SIMD-Accelerated Computer Vision On The ESP32-S3

One of the fun parts of the ESP32-S3 microcontroller is that it got upgraded to the newer Cadence Xtensa LX7 processor core, which turns out to have a range of SIMD instructions that can help to significantly speed up a range of tasks. [Shranav Palakurthi] recently used this to speed up the processing of video frames to detect corners using the FAST method. By moving some operations that benefit from SIMD over to an optimized version written in LX7 ASM, the algorithm’s throughput was increased by 220%, from 5.1 MP/s to 11.2 MP/s, albeit with some caveats.

The problem with the SIMD instructions in the LX7 other than them being very poorly documented – unless you sign an NDA with Cadence –  is that it misses many instructions that would be really useful. For [Shranav] the lack of support for direct misaligned reads and comparing of unsigned 8-bit numbers were hurdles, but could be worked around, with the results available on GitHub.

Much of the groundwork for this SIMD implementation was laid by [Larry Bank], who reverse-engineered the SIMD instructions from available documentation and code samples, finding that the ESP32-S3 misses quite a few common SIMD instructions, including various shifts and unaligned reads and writes. Still, it’s good enough for quite a few tasks, as long as you can make it work with the available instructions.

9 thoughts on “SIMD-Accelerated Computer Vision On The ESP32-S3

  1. For someone interested in ESP_32 SHA256 acceleration this article promises a lot but says very little. The article contains no immediately useful information or clear links to actual implementations

      1. Assembler is a platform-specific obsolete software technology.

        1 Write a gcc c program which calls your machine language subprogram.
        2 Use gcc c compiler as much as possible to try to do what your machine-specific code need to so.
        3 Look at the gcc c code disassembly.
        4 Modify 3 as needed to access your platform-specific machine code.
        5 Do this in a char array.
        6 write the machine code char array to a file.
        7 In your gcc c main program read the machine code into a char array.
        8 Read gcc c labels as values.
        9 Then do an indirect jump into your machine code.
        10 You must pass argument references from you c program to you machine code. Example: a = b+c. b and c argument must to passed to you machine code.
        11 You machine code must extract the argument values and place them into plaftfor registers.
        12 Issue you platform instruction.
        13 Place the instruction return onto the argument stack … modifying TOS, of course.
        14 You gcc c program must place the c return address [supplied by the label value]
        15 Do an indirect jump to the return stack value … decrement the return stack TOS pointer.
        16 And hope you see the correct answer in you gcc c calling program, of course.

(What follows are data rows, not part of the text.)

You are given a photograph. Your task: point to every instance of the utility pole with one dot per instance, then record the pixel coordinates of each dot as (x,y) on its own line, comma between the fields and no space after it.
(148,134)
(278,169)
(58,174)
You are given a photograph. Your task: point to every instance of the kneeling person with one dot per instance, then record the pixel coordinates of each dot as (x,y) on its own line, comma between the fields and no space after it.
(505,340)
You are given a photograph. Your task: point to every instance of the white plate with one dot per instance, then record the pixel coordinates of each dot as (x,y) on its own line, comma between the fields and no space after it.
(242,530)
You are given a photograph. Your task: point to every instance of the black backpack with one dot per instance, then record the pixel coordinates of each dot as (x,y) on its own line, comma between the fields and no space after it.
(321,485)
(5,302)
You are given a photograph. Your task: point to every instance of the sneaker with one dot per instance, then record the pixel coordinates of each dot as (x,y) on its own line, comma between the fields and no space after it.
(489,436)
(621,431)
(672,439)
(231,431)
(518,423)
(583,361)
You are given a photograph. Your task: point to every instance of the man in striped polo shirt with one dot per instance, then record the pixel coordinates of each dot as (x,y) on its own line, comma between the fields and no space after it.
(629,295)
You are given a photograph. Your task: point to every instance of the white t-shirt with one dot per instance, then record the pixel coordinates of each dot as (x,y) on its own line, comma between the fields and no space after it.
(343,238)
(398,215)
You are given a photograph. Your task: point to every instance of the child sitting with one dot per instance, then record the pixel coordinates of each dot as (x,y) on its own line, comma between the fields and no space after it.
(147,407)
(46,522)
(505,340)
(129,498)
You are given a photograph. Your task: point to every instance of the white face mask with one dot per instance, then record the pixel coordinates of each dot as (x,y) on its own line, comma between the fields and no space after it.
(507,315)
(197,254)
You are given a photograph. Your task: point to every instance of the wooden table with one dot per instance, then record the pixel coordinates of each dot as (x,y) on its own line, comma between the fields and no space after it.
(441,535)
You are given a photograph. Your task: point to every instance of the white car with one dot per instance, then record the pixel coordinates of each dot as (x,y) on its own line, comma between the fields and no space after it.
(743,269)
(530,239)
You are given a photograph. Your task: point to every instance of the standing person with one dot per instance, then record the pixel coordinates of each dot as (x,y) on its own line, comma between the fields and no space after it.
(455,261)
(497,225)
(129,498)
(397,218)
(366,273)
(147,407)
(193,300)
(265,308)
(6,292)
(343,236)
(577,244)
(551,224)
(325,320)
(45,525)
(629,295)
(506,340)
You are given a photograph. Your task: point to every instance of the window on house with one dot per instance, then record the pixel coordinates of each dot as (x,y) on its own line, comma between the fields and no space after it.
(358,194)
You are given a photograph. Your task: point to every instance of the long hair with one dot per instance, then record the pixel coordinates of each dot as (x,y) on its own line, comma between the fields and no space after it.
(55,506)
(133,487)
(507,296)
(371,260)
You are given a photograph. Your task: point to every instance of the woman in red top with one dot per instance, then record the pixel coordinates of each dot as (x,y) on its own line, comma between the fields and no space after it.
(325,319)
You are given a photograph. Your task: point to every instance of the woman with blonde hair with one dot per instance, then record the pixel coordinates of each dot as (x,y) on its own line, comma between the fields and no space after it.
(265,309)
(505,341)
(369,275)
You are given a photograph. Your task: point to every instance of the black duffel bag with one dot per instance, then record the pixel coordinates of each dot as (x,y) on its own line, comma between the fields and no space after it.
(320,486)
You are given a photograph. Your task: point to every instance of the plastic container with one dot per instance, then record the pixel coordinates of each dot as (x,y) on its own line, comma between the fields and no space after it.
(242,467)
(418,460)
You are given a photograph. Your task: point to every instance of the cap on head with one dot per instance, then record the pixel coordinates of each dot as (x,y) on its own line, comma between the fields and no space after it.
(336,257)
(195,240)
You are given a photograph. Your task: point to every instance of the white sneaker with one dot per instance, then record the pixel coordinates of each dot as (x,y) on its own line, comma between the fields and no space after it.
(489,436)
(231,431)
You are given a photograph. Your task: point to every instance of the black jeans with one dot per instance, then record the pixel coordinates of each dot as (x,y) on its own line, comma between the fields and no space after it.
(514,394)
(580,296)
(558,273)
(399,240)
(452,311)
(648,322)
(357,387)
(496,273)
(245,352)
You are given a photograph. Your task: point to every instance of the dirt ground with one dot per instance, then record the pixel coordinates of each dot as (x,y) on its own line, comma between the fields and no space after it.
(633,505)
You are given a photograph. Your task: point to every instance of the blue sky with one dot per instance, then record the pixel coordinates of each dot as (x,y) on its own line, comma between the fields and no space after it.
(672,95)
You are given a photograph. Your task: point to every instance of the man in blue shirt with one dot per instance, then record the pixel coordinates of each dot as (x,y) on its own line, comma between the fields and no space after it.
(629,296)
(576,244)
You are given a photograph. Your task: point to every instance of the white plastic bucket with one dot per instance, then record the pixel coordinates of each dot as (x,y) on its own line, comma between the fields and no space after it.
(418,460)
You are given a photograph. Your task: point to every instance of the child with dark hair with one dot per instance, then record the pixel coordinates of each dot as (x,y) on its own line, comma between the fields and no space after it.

  2. Note that the SIMD in the ESP32-S3 is not a Cadence thing but an Espressif thing: that is why the entire instruction set is documented in the ESP32S3 TRM. You could make the point that it could benefit up with some examples on how to use it – as the author rightfully mentioned the current thing is to look at esp-dsp.

  3. Looking at the [code]( it seems the author doesn't know about && operator in C/C++ nor about cyclomatic complexity. Doesn't really impress me the C code is running so slow. Or maybe it's because the SIMD functions are all called "simd_fast_something". I guess the compiler does a better job when the functions' name contains "fast". It must think that if the user called the function "fast" it should be faster than the rest of the code.

        1. In that case, the generator is bullshit. I can understand that making truth table for numerous boolean condition is painful for a human, but it’s dumb simple for an algorithm. The whole function above can be converted from probably 1700 LOC to only 30 LOC by any human programmer (and probably less via condition optimizations). Geez, maybe even compiling that stuff with a C compiler in -O3 and decompiling the result back to C would give better and human readable results!